Throughout this past weekend's snow storm, I could count on a steep to cheerily call me in from the cold. The allure and sentiment of a fireside glow or a favorite sweater hanging within reach can all be captured in a cup of tea. As we linger longer in the kitchen our sense of culinary creativity lets us move beyond a simple steep and imagine special sips. Last fall I had anticipated wintry cravings and cures and crafted a horchata recipe for indulgent days and a restorative spiced hojicha when a road towards wellness was required.
Makes three cups
Horchata, traditional Mexican iced sweetened rice drink, is given a twist and mixed with the warming spices and assam black tea of traditional Indian masala chai tea to create the sweet, layered horchaita. Just think of it as the new mash-up for the chilled season. Raw rice is ground into a coarse crumb and then steeped overnight with a Mexican cinnamon stick and masala chai. Blended until pure, the spiced rice tea is stirred into warm rice milk with sugar. Served hot, this sweet tea infusion is thick and calls for a spoon, although it can be easily sipped. While creamy and rich in texture, it carries a lightness in flavor from the white rice gently spiced with cardamom, cinnamon, cloves, and ginger. While the recipe calls for whole Mexican cinnamon bark, you can easily substitute cinnamon sticks found in grocery stores. Keep in mind that Mexican cinnamon sticks are softer in texture and offer a more subdued spice note that leans more towards vanilla with a floral hint that’s mildly sweet. With the horchaita, the go-to masala chai latte found on every menu is given a non-dairy twist that captures the flavor of delicate rice pudding with a lighter-than-air texture.
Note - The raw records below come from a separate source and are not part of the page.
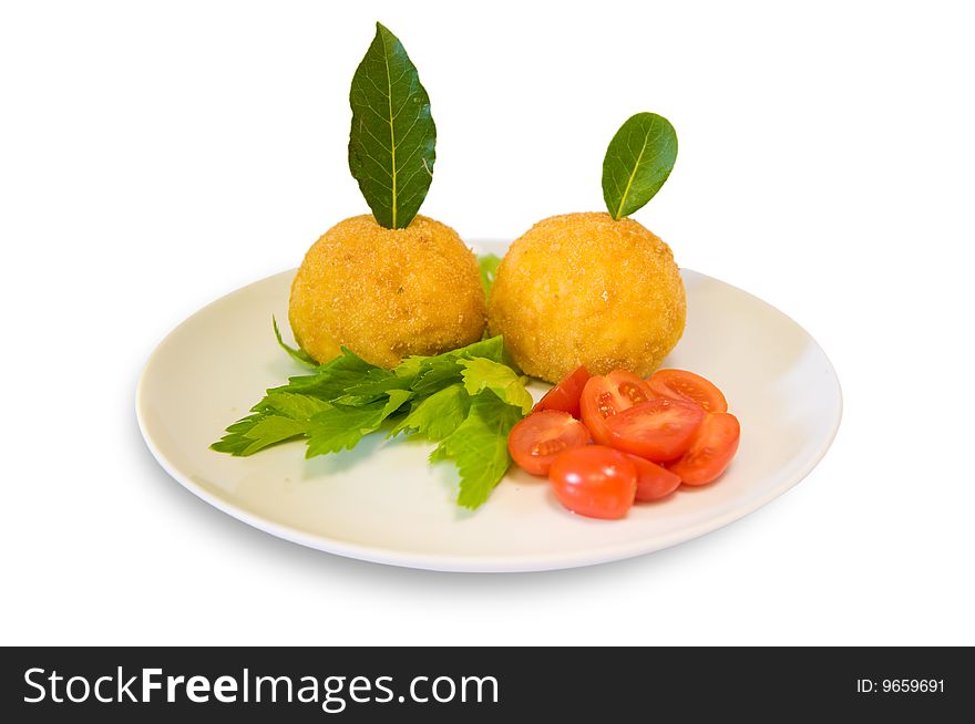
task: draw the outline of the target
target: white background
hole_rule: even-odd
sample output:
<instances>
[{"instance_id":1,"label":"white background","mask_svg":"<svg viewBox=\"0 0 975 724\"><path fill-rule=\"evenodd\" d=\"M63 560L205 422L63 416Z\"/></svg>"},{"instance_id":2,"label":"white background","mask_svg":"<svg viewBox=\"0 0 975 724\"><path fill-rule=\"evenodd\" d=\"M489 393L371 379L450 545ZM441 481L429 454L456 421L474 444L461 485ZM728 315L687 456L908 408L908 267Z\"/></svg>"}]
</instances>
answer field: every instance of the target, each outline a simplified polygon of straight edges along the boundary
<instances>
[{"instance_id":1,"label":"white background","mask_svg":"<svg viewBox=\"0 0 975 724\"><path fill-rule=\"evenodd\" d=\"M975 644L966 4L6 3L0 643ZM843 384L801 485L651 556L479 577L304 549L166 476L134 414L155 344L367 210L374 20L432 97L424 213L465 238L598 210L618 125L670 118L636 218Z\"/></svg>"}]
</instances>

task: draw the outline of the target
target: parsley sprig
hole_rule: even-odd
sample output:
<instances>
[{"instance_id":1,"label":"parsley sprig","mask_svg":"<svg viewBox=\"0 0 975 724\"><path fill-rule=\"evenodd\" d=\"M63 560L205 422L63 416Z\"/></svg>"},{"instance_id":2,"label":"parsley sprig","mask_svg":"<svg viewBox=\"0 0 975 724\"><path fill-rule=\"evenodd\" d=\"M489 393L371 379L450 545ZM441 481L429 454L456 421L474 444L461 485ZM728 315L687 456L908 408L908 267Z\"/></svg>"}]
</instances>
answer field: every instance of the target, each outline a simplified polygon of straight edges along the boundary
<instances>
[{"instance_id":1,"label":"parsley sprig","mask_svg":"<svg viewBox=\"0 0 975 724\"><path fill-rule=\"evenodd\" d=\"M525 377L513 369L500 337L435 356L410 356L393 370L369 364L347 349L317 365L275 337L309 374L271 387L250 414L211 447L247 456L304 437L305 456L351 449L388 430L438 443L432 463L450 461L460 474L458 505L484 503L511 465L507 435L532 408Z\"/></svg>"}]
</instances>

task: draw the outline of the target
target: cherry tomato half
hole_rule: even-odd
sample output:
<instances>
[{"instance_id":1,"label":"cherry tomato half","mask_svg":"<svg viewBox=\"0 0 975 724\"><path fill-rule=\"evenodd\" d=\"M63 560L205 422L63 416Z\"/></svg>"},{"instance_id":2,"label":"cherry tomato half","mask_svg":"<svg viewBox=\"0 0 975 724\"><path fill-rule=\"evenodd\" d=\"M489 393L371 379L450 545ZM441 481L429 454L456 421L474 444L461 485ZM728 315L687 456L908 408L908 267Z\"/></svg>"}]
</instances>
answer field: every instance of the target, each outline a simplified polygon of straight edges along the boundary
<instances>
[{"instance_id":1,"label":"cherry tomato half","mask_svg":"<svg viewBox=\"0 0 975 724\"><path fill-rule=\"evenodd\" d=\"M566 508L591 518L622 518L636 495L636 466L623 453L586 445L555 458L548 479Z\"/></svg>"},{"instance_id":2,"label":"cherry tomato half","mask_svg":"<svg viewBox=\"0 0 975 724\"><path fill-rule=\"evenodd\" d=\"M657 370L647 384L657 397L689 400L705 412L728 412L728 401L711 382L687 370Z\"/></svg>"},{"instance_id":3,"label":"cherry tomato half","mask_svg":"<svg viewBox=\"0 0 975 724\"><path fill-rule=\"evenodd\" d=\"M638 455L627 455L636 466L636 499L659 500L680 487L680 476L666 467L644 459Z\"/></svg>"},{"instance_id":4,"label":"cherry tomato half","mask_svg":"<svg viewBox=\"0 0 975 724\"><path fill-rule=\"evenodd\" d=\"M706 485L728 467L738 452L740 437L741 426L735 415L711 413L705 417L684 457L667 467L687 485Z\"/></svg>"},{"instance_id":5,"label":"cherry tomato half","mask_svg":"<svg viewBox=\"0 0 975 724\"><path fill-rule=\"evenodd\" d=\"M673 461L690 447L704 417L692 402L655 397L606 420L609 447L655 463Z\"/></svg>"},{"instance_id":6,"label":"cherry tomato half","mask_svg":"<svg viewBox=\"0 0 975 724\"><path fill-rule=\"evenodd\" d=\"M614 370L605 376L589 377L579 402L583 422L597 444L609 445L606 421L654 396L645 380L626 370Z\"/></svg>"},{"instance_id":7,"label":"cherry tomato half","mask_svg":"<svg viewBox=\"0 0 975 724\"><path fill-rule=\"evenodd\" d=\"M525 472L548 475L552 461L571 447L589 442L589 431L567 412L533 412L511 428L507 452Z\"/></svg>"},{"instance_id":8,"label":"cherry tomato half","mask_svg":"<svg viewBox=\"0 0 975 724\"><path fill-rule=\"evenodd\" d=\"M579 397L583 394L583 387L589 379L589 372L585 366L569 374L557 385L545 393L532 412L542 412L543 410L561 410L567 412L573 417L579 416Z\"/></svg>"}]
</instances>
• 1/3 cup long grain white rice
• 1½ cups water
• 2 tablespoons masala chai tea
• One 2-inch piece Mexican cinnamon stick (or substitute regular cinnamon stick)
• 1/4 cup sugar
• 1½ cups rice milk
• Ground cinnamon, for serving
Bring water to a boil and steep chai for five minutes. Strain leaves and cool tea until warm. While cooling, grind the rice in a blender so it is in fine pieces (think coarse cornmeal). Pour warm tea over the rice in the blender and add the cinnamon stick. Cover and refrigerate for at least eight hours, but preferably overnight.
Remove the cinnamon stick, then puree the rice and tea until it’s completely smooth. For a truly smooth texture, strain the mixture through cheesecloth, extracting as much liquid as possible (note: if working with high-power blender the cheesecloth may not be needed). Pour the rice and tea mixture into a small pot on the stove and warm over medium heat until hot. Stir in the milk and sugar until the sugar is dissolved. Bring to a simmer and serve immediately with a sprinkle of cinnamon and a spoon.
Note: Infuse the rice with tea/cinnamon stick and blend with rice milk and sugar ahead of time, then refrigerate in an airtight container. Heat until very hot via stove or hot plate. Be sure to stir well.
Spiced Hojicha Green Tea
Makes two cups
Sweet but with ginger heat, this spiced hojicha green tea infusion is far from shy. Consider this a cold cure that you reach for when you just can’t seem to fight the chill. Tart lemon juice brightens the depth of the smoky hojicha, crafted with roasted Japanese bancha green tea leaves. Warming ginger doesn’t fade with a flash of heat, but instead lingers on your palate and trickles all the way to the back of your throat. Honey is the sweet thread that ties the bold, smoky steep together. For the ultimate get-well sip, a pinch of earthy turmeric will add an orange hue while mixing in an anti-inflammatory dose. Best of all, since hojicha is quite low in caffeine it can be enjoyed well into the evening. Be sure to serve the hojicha infusion while it’s piping hot, when the honey flavor seems perfectly rich, as opposed to a thin, syrupy sweetness when even slightly chilled.
• 3 cups water
• 5 tablespoons Hojicha green tea
• 1/3 cup fresh ginger, sliced
• 1 tablespoon lemon juice
• 3 tablespoons honey
Bring three cups of water to a boil, cool to 185 degrees and steep the tea for four minutes. Strain the leaves. Heat tea in a medium pot over medium-high heat until boiling. Lower to a simmer and add ginger. Simmer for fifteen minutes. Strain the ginger and stir in the lemon juice and honey until dissolved. Serve hot.
Note: Make this tea infusion ahead of time. Infuse the hojicha with ginger, lemon, and honey, refrigerate in an airtight container, and heat to serve.